第32回 盤石6人タッグ王者に見るロール概念

【野中大三】

みなさん、こんにちは。
株式会社カプコンでゲームプロデューサーをしている野中です。

NEVER無差別6人タッグ戦線が熱いです。そう、ものすごく熱い。
話題の中心は言うまでもなく、第21代王者の、石井選手、後藤選手、YOSHI-HASHI選手組です。
昨年8月の王座決定トーナメントを勝ち上がって王座戴冠すると、あれよあれよと言う間に防衛記録のV7を達成してしまいました。
防衛戦はどれも名勝負ばかりで、同王座の価値がグングン上がっているところです。
今回はこの王者組と6人タッグについてゲーム的プロレス論を展開してみます。

6人タッグで盤石の強さを誇る意義

【新日本プロレスリング株式会社】

当たり前のことですが、現王者組は負けていません。負けていないから王者組なわけですが、6人タッグで負けないというのはかなり難しいものです。
6人タッグマッチはシングルタイトルやタッグタイトルの前哨戦で組まれることが多く、結果が読みにくい試合形式だと言えます。
それもそのはず、参加選手が6人、対戦組み合わせは6通り、更にツープラトン、スリープラトンも可能となると個々の力量では試合を決めることが難しくなり、結果的に予測困難な試合になる傾向があります。
予測困難な試合形式なのにずっと負けていない、というのが王者組のすごいところです。
実際のところ、現王者が樹立した防衛回数7回の前の防衛記録は4回で、短命王者が非常に多いタイトルでした。絶対王者が現れにくいタイトルであることが証明されています。
現王者組は王座決定トーナメントから数えると10連勝中であり、この形式では稀に見る盤石の強さであることがわかりますが、その強さの秘密はどこにあるのでしょうか?
3選手とも強いから?絆が深いから?
いえ、僕の見立ては異なります。

それはズバリ、「ロール(役割)」概念が強いチームであるから、なのです。

ゲーム的なロール概念

ロール(役割)というのはゲーム内でのキャラクターの担当役割のことを指します。
攻撃、防御、回復、サポートなどがロールの代表例です。
これだけ聞くと「なんだ、職業(ジョブ)のことか。」と思う方は多いでしょう。
確かに昔からロール概念は存在していました。80年代のRPGの職業は有名ですよね。
戦士、魔法使い、僧侶、武闘家。モンクや盗賊、パラディン、暗黒騎士に遊び人と、いろんな職業が存在してきました。
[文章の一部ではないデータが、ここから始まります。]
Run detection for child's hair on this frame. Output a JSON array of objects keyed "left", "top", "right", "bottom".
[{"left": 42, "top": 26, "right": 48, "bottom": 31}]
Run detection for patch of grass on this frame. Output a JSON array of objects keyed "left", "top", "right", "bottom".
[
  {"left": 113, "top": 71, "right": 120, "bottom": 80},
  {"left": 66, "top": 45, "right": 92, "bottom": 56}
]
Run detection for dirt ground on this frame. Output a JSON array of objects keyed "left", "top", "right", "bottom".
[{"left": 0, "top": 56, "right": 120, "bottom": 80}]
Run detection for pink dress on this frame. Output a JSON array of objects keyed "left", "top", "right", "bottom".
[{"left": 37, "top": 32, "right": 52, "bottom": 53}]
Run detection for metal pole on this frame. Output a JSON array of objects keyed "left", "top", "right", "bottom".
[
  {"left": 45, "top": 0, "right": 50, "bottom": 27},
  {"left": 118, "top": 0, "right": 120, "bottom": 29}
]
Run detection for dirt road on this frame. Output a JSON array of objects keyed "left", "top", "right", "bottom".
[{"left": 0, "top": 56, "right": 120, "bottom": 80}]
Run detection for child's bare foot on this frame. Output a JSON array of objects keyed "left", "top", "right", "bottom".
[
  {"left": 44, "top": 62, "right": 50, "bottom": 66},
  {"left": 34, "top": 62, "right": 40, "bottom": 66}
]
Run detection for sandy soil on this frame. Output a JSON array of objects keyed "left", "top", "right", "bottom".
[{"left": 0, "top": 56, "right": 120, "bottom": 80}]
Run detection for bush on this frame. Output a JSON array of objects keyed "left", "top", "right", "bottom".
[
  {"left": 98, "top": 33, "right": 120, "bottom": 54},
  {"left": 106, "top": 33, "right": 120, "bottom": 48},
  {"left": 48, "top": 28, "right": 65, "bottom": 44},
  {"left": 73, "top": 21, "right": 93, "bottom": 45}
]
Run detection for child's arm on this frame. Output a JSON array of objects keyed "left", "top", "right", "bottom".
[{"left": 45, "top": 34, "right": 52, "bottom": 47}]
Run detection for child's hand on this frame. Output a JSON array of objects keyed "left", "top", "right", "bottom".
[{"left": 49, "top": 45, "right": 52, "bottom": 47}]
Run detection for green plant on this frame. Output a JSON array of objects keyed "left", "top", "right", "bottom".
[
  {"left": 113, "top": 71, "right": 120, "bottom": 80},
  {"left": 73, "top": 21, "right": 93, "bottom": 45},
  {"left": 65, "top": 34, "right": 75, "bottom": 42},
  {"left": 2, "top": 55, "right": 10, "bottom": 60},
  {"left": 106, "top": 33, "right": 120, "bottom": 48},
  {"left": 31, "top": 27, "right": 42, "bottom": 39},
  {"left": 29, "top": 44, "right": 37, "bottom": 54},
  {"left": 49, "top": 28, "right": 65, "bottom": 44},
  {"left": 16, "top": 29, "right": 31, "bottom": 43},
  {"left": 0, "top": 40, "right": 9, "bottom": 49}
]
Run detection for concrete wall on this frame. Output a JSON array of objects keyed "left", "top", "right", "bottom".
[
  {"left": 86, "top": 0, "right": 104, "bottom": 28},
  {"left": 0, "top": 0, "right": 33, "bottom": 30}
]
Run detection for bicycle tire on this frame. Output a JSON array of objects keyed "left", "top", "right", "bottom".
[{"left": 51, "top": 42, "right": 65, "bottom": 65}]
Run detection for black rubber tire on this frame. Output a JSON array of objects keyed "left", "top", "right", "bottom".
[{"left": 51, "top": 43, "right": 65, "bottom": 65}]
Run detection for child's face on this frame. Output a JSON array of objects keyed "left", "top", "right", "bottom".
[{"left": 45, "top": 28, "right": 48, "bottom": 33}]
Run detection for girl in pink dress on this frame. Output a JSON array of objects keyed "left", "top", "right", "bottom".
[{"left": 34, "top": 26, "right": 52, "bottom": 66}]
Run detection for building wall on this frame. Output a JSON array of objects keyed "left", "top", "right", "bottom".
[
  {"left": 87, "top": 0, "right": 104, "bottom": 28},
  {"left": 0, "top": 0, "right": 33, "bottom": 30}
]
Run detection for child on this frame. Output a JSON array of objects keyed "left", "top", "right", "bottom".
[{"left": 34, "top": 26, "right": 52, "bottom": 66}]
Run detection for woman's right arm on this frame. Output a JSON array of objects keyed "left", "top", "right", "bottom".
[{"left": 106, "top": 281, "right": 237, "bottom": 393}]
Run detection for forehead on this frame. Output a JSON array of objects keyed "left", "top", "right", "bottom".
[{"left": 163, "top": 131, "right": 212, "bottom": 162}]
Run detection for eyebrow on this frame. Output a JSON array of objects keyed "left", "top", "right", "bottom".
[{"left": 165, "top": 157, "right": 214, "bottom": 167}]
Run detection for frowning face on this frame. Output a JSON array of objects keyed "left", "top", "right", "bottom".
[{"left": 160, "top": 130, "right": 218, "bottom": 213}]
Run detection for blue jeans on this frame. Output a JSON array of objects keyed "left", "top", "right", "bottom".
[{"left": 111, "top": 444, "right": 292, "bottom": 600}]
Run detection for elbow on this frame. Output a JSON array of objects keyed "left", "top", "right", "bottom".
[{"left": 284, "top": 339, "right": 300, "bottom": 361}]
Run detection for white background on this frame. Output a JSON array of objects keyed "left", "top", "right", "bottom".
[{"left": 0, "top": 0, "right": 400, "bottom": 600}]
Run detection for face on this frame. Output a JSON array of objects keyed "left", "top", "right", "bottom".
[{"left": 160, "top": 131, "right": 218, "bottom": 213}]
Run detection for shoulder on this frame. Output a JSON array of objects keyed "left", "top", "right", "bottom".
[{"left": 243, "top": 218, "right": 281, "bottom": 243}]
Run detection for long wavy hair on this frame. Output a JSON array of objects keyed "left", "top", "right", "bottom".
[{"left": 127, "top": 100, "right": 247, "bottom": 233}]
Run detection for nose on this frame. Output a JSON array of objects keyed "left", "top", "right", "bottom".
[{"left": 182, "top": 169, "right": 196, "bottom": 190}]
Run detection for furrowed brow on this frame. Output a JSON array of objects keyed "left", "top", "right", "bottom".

現在のロールも似たようなものですが、役割はより明確に分けられるようになりました。
現在のロールの代表例は「タンク」「アタッカー」「ヒーラー」が挙げられます。
「タンク」は敵の攻撃を受けて活路を切り開く、防御力に優れたロール、アタッカーはその名の通り攻撃担当のロール。そしてヒーラーはチームの回復薬で、戦闘に直接関わらずタンクとアタッカーの支援を担当するロールです。
シングルゲームの戦士は攻撃も防御も高く、最前線で戦っていたし、僧侶は回復もできて攻撃もそこそこできていました。
それと比較すると最近のロールは役割分担がよりハッキリしたものになっています。

その背景は、オンライン上で遊ぶ多人数参加型ゲームが増えたことにあります。
シングルプレイでコンピューター相手に戦うのではなく、人間同士がチームを組んで競い合うようになると、役割分担を明確にした方がチーム力を発揮しやすくなり、そしてそのチーム力の差が生まれます。

理由は明確で、相手が生身の人間だからです。
AIではなく人間の脳が相手となると、チームワークがモノを言います。
そう、まさにチーム力が個人力を上回るのです。
全員が攻撃可能な戦士パーティでの突撃が通用したのはシングルゲームまでで、多人数対戦となると、きちんとロール分担をしてチームの総合力を高めたチームが勝利と掴むのです。

現王者はロール分けが明確

【新日本プロレスリング株式会社】

さてこのゲームのロール概念を現王者組に当てはめてみましょう。
まず、石井選手は間違いなく「タンク」ですね。後ろに下がらないファイトスタイルで相手の攻撃をとにかく受けます。試合中盤であっても開始直後と変わらない頑丈さで相手の攻撃をガンガン受けてチャンスを切り開きます。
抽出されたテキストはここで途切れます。